Skip to main content
Generate 6-DoF grasp poses from depth images and segmentation masks (or directly from a point cloud).

Parameters

depth_image
str | PIL.Image | np.ndarray
Depth image. Required if point_cloud is not provided.
seg_image
str | PIL.Image | np.ndarray
Segmentation mask. Required if point_cloud is not provided.
camera_intrinsics
str | np.ndarray
3x3 camera intrinsics matrix. Required if point_cloud is not provided.
point_cloud
str | np.ndarray | List
Optional (N, 3) point cloud.
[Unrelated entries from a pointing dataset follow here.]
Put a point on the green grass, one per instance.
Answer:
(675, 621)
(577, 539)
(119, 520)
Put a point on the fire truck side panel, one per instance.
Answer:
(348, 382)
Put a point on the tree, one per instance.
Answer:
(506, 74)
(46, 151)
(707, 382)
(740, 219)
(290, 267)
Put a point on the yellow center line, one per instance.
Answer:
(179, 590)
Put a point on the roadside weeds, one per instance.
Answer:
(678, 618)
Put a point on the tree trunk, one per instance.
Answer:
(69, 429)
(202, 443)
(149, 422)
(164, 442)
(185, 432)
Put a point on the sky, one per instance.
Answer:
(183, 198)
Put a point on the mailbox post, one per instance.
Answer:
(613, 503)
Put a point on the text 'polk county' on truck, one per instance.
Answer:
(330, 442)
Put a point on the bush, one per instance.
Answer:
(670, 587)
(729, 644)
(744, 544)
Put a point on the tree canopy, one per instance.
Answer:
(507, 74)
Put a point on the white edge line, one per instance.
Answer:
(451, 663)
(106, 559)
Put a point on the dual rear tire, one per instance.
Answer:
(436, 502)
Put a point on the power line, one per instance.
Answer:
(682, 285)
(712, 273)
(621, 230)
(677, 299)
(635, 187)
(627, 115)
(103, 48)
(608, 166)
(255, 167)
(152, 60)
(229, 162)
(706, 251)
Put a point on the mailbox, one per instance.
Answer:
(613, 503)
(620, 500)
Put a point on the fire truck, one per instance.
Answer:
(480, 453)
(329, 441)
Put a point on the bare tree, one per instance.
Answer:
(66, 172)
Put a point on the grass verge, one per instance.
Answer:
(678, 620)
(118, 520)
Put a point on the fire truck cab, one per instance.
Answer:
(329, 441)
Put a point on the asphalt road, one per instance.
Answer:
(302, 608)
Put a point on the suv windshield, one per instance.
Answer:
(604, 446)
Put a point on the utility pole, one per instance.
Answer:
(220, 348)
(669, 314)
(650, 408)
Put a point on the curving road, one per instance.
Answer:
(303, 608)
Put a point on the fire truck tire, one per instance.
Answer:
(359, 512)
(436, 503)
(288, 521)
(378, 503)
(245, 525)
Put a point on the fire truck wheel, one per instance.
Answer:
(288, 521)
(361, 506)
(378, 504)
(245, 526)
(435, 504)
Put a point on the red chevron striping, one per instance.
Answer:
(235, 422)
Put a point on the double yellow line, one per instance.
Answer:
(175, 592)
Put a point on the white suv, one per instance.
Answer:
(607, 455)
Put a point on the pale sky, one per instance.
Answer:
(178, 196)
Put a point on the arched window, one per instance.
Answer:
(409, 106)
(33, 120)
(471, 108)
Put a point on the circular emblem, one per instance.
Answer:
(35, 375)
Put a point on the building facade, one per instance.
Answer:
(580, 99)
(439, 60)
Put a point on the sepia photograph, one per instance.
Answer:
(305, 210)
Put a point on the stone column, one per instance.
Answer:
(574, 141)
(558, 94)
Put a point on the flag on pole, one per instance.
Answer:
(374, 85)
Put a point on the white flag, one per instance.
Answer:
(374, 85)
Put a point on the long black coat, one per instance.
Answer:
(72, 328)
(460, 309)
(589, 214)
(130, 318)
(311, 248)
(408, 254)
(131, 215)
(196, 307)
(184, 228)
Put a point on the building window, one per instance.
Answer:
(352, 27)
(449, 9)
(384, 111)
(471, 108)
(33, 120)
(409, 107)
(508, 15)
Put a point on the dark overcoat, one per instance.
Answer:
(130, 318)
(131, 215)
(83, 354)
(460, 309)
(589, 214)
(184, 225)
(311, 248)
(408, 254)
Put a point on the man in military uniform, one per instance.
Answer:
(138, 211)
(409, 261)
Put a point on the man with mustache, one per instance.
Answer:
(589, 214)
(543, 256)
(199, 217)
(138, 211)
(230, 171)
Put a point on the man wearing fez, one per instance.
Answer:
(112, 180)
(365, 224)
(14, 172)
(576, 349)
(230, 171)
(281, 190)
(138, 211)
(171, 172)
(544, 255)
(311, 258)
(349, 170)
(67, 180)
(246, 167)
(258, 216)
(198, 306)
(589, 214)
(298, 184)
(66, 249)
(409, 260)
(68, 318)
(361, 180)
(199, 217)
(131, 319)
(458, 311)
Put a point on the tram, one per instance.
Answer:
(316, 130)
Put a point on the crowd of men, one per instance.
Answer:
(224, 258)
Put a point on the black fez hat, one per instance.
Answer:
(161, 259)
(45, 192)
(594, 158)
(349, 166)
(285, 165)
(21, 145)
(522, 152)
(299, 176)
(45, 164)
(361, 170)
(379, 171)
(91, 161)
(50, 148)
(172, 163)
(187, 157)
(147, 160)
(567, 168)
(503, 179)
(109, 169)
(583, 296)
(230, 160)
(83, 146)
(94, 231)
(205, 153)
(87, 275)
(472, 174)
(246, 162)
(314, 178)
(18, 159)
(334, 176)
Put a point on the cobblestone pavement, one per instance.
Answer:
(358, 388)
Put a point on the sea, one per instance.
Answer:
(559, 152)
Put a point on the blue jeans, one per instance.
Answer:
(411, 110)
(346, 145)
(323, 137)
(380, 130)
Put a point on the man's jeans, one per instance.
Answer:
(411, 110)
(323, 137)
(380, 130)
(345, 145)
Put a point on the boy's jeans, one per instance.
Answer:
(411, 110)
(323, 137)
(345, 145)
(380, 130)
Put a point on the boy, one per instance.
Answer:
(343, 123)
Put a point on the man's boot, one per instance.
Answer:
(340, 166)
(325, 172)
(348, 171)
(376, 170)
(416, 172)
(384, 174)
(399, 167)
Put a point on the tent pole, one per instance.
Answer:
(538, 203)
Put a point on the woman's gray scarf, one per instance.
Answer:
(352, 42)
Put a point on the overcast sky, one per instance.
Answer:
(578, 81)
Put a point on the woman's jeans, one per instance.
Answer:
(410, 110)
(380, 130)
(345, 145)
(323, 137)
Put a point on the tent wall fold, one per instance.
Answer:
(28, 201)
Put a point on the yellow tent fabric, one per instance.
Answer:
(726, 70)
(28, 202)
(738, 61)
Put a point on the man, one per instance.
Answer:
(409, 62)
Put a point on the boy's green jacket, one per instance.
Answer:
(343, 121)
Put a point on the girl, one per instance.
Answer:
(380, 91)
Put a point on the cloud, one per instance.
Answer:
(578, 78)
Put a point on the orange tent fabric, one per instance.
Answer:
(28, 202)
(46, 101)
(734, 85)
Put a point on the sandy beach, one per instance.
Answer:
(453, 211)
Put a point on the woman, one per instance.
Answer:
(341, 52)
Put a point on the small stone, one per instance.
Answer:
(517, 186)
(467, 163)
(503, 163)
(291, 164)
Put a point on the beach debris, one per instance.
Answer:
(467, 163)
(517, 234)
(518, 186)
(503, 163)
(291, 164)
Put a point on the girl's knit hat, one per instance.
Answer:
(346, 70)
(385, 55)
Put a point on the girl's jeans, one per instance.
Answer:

When provided, depth_image/seg_image/camera_intrinsics are ignored.
aux_args
Dict[str, Any]
Auxiliary parameters:
  • num_grasps — Number of grasps to generate
  • gripper_config — Gripper type (e.g. "single_suction_cup_30mm")
  • camera_extrinsics — 4x4 camera extrinsics matrix
timeout
float | None
Optional HTTP timeout.

Returns

dict with keys:
  • grasps — Array of 4x4 grasp poses (N, 4, 4)
  • confidence — Array of confidence scores (N,)
  • latency_ms — Optional server-reported latency

Example

from grid_cortex_client import CortexClient
import numpy as np
from PIL import Image

client = CortexClient()
K = np.eye(3)
aux = {"num_grasps": 128, "gripper_config": "single_suction_cup_30mm", "camera_extrinsics": np.eye(4)}
depth_image = np.load("depth.npy")
seg_image = np.array(Image.open("seg.png"))

res = client.run(
    model_id="graspgen",
    depth_image=depth_image,
    seg_image=seg_image,
    camera_intrinsics=K,
    aux_args=aux,
)
print(res["grasps"].shape)  # (N, 4, 4)